The amount of suffering human beings are willing to inflict on one another over a corner of dirt is impossible to reconcile with the basic tenets of any of the world's leading religions. Men will fight for their religion, but they will massacre for their religion's totems. And sacred earth is the greatest totem of all, the ultimate idol.

CERTAINLY, some religious groups in the United States value specific pieces of land, from the national shrine of the Virgin in Emmitsburg, Maryland, to the grounds of the Mormon Temple in Salt Lake City. But the roots do not run sufficiently deep to tap history's underground rivers of blood and, still more vitally, the sanctified ground is not contested. [...]

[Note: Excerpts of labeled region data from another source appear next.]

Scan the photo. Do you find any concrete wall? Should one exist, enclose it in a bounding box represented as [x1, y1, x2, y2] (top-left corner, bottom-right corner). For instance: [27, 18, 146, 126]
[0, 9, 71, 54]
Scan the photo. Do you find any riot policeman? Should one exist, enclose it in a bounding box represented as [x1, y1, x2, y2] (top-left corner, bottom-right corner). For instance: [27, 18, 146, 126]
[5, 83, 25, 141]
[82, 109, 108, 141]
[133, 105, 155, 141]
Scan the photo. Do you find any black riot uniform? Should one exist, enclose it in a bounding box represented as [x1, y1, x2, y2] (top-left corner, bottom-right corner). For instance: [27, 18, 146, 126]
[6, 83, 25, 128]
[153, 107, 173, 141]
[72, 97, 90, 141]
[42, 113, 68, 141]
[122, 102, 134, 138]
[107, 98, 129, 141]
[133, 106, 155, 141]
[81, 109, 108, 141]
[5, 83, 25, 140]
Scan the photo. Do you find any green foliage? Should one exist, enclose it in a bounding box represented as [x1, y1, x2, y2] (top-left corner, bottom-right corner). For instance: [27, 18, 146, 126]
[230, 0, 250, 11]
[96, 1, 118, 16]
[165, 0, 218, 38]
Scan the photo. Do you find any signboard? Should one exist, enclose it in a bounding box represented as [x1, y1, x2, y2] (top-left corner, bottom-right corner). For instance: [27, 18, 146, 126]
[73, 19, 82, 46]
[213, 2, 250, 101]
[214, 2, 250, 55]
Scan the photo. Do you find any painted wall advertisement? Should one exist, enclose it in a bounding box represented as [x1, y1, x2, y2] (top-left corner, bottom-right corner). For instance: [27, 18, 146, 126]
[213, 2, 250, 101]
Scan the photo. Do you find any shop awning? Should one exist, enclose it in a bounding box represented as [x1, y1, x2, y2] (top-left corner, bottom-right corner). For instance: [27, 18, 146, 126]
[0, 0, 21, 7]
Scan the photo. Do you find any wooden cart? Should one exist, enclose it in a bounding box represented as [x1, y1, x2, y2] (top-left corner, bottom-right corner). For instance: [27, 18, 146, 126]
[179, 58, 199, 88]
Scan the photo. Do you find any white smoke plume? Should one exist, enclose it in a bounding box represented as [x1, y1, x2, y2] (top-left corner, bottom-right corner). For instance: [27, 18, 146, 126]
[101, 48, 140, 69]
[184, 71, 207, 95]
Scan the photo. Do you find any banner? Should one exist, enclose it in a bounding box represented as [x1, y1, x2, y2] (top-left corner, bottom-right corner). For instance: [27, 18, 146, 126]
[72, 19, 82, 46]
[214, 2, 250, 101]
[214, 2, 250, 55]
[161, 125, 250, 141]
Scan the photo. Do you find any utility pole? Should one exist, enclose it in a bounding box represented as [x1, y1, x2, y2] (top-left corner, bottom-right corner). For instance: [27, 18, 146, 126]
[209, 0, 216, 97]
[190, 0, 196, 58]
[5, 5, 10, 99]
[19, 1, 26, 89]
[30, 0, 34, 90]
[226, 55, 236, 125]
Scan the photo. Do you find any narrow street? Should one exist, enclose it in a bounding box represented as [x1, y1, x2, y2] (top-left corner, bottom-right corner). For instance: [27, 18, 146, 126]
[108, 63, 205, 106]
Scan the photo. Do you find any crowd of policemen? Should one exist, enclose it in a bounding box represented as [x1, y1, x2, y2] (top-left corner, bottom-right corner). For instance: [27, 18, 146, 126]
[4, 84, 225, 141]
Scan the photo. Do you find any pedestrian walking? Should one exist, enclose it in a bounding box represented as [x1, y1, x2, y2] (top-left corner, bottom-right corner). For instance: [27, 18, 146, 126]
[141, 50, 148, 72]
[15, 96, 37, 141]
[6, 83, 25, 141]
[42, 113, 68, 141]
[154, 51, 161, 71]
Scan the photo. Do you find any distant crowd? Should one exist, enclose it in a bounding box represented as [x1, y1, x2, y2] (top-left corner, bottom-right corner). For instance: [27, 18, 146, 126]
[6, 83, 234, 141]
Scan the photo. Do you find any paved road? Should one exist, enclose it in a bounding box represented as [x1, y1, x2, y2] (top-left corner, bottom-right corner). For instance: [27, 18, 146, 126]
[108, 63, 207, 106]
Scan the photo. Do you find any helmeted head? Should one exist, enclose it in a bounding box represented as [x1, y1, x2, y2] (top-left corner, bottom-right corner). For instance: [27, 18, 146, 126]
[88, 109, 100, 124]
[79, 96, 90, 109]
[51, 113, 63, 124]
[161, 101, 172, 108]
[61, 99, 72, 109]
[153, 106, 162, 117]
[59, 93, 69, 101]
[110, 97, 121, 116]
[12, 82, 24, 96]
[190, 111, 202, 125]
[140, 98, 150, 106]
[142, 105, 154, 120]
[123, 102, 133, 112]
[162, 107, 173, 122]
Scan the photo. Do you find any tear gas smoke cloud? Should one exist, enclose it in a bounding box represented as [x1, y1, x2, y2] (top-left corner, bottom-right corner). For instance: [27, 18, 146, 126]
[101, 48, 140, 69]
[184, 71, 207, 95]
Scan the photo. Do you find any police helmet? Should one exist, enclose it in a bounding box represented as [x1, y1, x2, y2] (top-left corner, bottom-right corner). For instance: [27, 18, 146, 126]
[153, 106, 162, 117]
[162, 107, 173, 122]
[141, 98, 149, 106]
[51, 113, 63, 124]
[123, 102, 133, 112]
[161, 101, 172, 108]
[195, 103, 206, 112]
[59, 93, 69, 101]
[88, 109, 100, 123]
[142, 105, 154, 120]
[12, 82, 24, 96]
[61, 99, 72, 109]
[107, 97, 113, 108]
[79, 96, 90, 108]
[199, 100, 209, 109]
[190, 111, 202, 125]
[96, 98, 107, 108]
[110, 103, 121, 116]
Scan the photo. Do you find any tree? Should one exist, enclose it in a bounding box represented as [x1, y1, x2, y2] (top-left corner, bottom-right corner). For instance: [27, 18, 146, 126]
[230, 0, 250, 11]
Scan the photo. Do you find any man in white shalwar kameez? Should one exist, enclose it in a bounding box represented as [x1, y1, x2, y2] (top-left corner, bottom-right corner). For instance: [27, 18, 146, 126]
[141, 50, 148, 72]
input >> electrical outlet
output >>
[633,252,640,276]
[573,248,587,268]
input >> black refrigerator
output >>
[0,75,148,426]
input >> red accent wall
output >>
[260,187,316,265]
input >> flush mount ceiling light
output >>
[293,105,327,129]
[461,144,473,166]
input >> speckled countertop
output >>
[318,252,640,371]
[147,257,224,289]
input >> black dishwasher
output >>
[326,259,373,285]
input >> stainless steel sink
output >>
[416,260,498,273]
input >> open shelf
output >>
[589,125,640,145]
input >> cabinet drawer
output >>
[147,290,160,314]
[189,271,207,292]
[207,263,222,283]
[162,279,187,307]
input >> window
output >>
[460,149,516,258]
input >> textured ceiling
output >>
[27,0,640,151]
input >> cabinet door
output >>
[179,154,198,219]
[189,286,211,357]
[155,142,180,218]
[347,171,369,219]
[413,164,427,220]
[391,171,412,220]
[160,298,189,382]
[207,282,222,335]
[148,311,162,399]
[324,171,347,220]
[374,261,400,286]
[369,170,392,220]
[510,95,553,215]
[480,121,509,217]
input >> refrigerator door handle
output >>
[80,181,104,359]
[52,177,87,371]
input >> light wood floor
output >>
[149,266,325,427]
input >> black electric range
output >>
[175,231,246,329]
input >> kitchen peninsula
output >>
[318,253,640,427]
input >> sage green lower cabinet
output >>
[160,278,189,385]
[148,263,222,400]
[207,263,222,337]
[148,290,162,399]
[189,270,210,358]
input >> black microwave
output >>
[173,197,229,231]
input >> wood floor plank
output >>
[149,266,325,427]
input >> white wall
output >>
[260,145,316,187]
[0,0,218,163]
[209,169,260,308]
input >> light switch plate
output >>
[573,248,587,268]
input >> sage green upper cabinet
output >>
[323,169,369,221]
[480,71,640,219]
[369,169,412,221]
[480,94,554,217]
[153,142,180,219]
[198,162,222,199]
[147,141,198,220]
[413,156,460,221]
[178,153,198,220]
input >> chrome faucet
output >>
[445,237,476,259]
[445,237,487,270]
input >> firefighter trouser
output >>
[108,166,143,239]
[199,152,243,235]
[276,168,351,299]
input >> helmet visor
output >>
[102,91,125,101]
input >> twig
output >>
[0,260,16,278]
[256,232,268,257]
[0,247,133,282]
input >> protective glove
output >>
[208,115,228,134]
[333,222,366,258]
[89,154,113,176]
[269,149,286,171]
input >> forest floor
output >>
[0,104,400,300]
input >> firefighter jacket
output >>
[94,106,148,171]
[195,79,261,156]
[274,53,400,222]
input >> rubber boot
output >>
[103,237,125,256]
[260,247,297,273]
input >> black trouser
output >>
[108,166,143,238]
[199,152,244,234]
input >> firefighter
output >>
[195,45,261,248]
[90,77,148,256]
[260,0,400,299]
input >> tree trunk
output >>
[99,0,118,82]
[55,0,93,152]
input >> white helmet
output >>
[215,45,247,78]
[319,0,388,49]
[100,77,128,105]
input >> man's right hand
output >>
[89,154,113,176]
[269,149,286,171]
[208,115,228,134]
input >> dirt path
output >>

THERE are many respects in which the United States differs wonderfully from the old worlds we Americans left behind. But is there any more important advantage in continuing to build our unprecedented multi-ethnic, multi-faith society than the inability of zealots in our midst to convince us that God favors one bit of earth over another?

When our congregations outgrow our churches, temples or mosques, we build anew on a bigger plot, either down the street or miles away in a suburb. Communion in the "little brown church in the vale" has always been a movable feast. This flexibility grants us a tremendous strategic and moral advantage.

Of course, we Americans have strong religious traditions. The vision of a "city on a hill" is part of the fabric of our national being. But that city has never been a physical place, except in the sense of the nation as a whole. The simple fact that God - again, by any name or names - doesn't do real estate in the United States is so great a blessing that one almost suspects that we are - all of us, no matter our faith - truly a chosen people.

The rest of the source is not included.